Thursday, 10 January 2019

Taking the Night Train


We slept on board Amtrak trains when crossing America. Someone described it as like sleeping on a shelf in a cupboard and though I didn’t actually sleep that much I thoroughly enjoyed the experience. The strongest memory is of the mournful hooting from the diesel locomotive as it approached every single road crossing, accompanied by the “ting, tinging” of the fixed warning bells gradually fading away.

I’ve never used the sleeping car service in Britain, either the Penzance version from Paddington or overnight to the Highlands of Scotland. It is on my “to do” list. Simon Bradley has reminded me that “…what makes sleeping and awakening on these trains so special is the promise of magical translation to an utterly different place.” [The Railways, p.252]
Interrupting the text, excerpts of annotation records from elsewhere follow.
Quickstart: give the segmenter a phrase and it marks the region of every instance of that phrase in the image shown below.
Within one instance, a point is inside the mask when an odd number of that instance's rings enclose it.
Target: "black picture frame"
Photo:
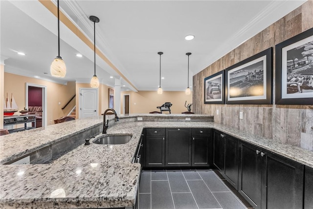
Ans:
[[[275,103],[313,104],[313,28],[277,44],[275,53]]]
[[[224,70],[204,78],[204,104],[224,104]]]
[[[271,104],[272,47],[225,70],[225,103]]]

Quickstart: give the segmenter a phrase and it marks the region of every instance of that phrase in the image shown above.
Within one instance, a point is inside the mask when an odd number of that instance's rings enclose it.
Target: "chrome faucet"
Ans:
[[[106,115],[107,115],[107,113],[108,113],[109,111],[112,112],[115,115],[115,121],[118,121],[118,117],[117,116],[117,114],[116,114],[116,112],[115,112],[115,111],[112,108],[107,109],[105,111],[104,111],[104,113],[103,114],[103,131],[102,131],[102,134],[106,134],[107,129],[108,129],[108,128],[109,128],[109,119],[107,120],[107,122],[106,124]]]

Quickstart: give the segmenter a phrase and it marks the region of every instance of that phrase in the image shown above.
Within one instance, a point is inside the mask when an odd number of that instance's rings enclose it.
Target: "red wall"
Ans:
[[[42,88],[28,87],[28,106],[42,106]]]

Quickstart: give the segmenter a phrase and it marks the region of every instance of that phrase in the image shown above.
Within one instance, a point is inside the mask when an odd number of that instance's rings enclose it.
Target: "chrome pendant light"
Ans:
[[[94,74],[90,81],[90,85],[92,88],[99,87],[99,79],[96,75],[96,23],[99,23],[100,20],[96,16],[90,16],[89,19],[93,22],[93,34],[94,34],[94,43],[93,43],[93,51],[94,52]]]
[[[60,9],[58,0],[58,55],[54,59],[50,67],[50,72],[52,76],[64,78],[67,74],[67,67],[65,63],[60,56]]]
[[[189,95],[191,93],[190,89],[189,89],[189,55],[190,55],[191,54],[191,53],[190,52],[186,53],[186,55],[188,56],[188,86],[187,86],[187,89],[186,89],[185,93],[187,95]]]
[[[157,54],[160,55],[160,85],[158,86],[158,89],[157,89],[157,93],[159,94],[162,94],[162,93],[163,93],[163,90],[161,87],[161,55],[163,54],[163,52],[160,51],[157,52]]]

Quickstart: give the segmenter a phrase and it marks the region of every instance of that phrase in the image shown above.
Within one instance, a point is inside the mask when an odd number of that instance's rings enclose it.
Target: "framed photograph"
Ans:
[[[275,49],[276,103],[313,104],[313,28]]]
[[[109,89],[109,108],[114,108],[114,90]]]
[[[204,78],[204,104],[224,104],[224,70]]]
[[[272,104],[272,48],[225,70],[225,103]]]

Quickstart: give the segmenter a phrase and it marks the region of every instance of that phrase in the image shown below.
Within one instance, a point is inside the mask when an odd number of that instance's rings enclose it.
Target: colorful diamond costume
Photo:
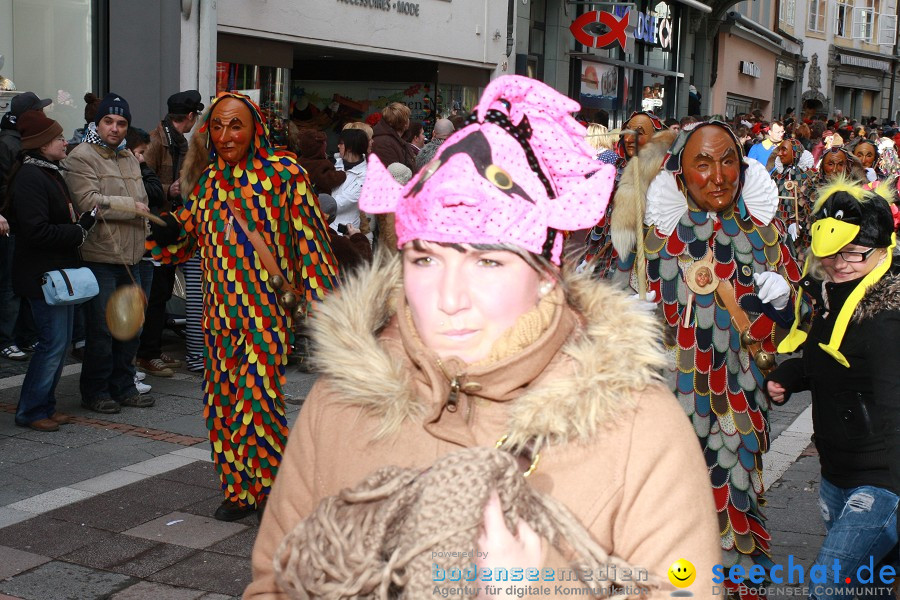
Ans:
[[[671,160],[671,154],[661,157],[665,150],[659,148],[652,158],[653,151],[651,141],[645,160],[655,159],[657,165]],[[644,287],[638,284],[639,274],[645,276],[648,299],[655,293],[668,326],[667,379],[706,456],[719,514],[722,563],[726,571],[740,564],[749,572],[759,564],[768,573],[771,538],[761,510],[762,454],[769,448],[764,375],[720,295],[730,290],[749,320],[752,341],[774,354],[776,326],[786,333],[790,316],[760,300],[754,275],[775,271],[796,282],[800,273],[783,241],[784,230],[774,219],[775,183],[755,160],[744,159],[741,171],[743,186],[735,202],[716,213],[689,200],[676,174],[657,170],[649,186],[642,186],[645,200],[616,197],[620,209],[637,201],[646,205],[643,211],[627,211],[643,223],[628,224],[614,216],[612,236],[624,257],[620,270],[635,290]],[[626,170],[623,179],[630,175]],[[634,233],[641,230],[642,238]],[[636,265],[636,242],[643,244],[643,269]]]
[[[234,200],[249,228],[258,231],[293,287],[309,305],[335,285],[337,263],[327,225],[305,171],[294,155],[274,150],[265,137],[258,107],[238,94],[255,122],[248,155],[227,164],[210,147],[211,164],[175,215],[182,230],[175,244],[148,240],[153,258],[179,264],[200,252],[203,268],[203,328],[206,337],[204,416],[213,461],[227,500],[259,506],[269,493],[288,428],[284,413],[287,354],[293,316],[279,302],[271,274],[226,198]]]

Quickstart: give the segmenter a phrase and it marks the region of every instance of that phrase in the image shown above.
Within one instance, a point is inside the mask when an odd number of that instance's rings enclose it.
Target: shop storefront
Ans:
[[[332,140],[391,102],[409,106],[430,132],[437,118],[468,112],[508,68],[507,13],[490,0],[269,0],[265,8],[218,1],[217,87],[248,85],[241,89],[258,90],[271,122],[292,119]],[[465,14],[485,18],[473,29]],[[223,45],[235,51],[226,57]]]
[[[571,95],[586,120],[621,125],[635,110],[674,117],[679,72],[681,6],[658,0],[638,2],[638,10],[585,10],[570,26]]]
In the early 1970s, I took an all-line rail rover for a week with the intention of spending more or less the whole time on the move. After my first overnight trip from Paddington to Plymouth on the sleeper train at the end of day one - on the cushions and not in bed - I “woke” with such a banging headache that it took days to shake off. I crawled home to the prized comfort of my own bed each night thereafter.

What I remember most at first light in the West Country is watching rabbits through an early morning mist - not just a few rabbits but millions of them. The west of England is rabbit city.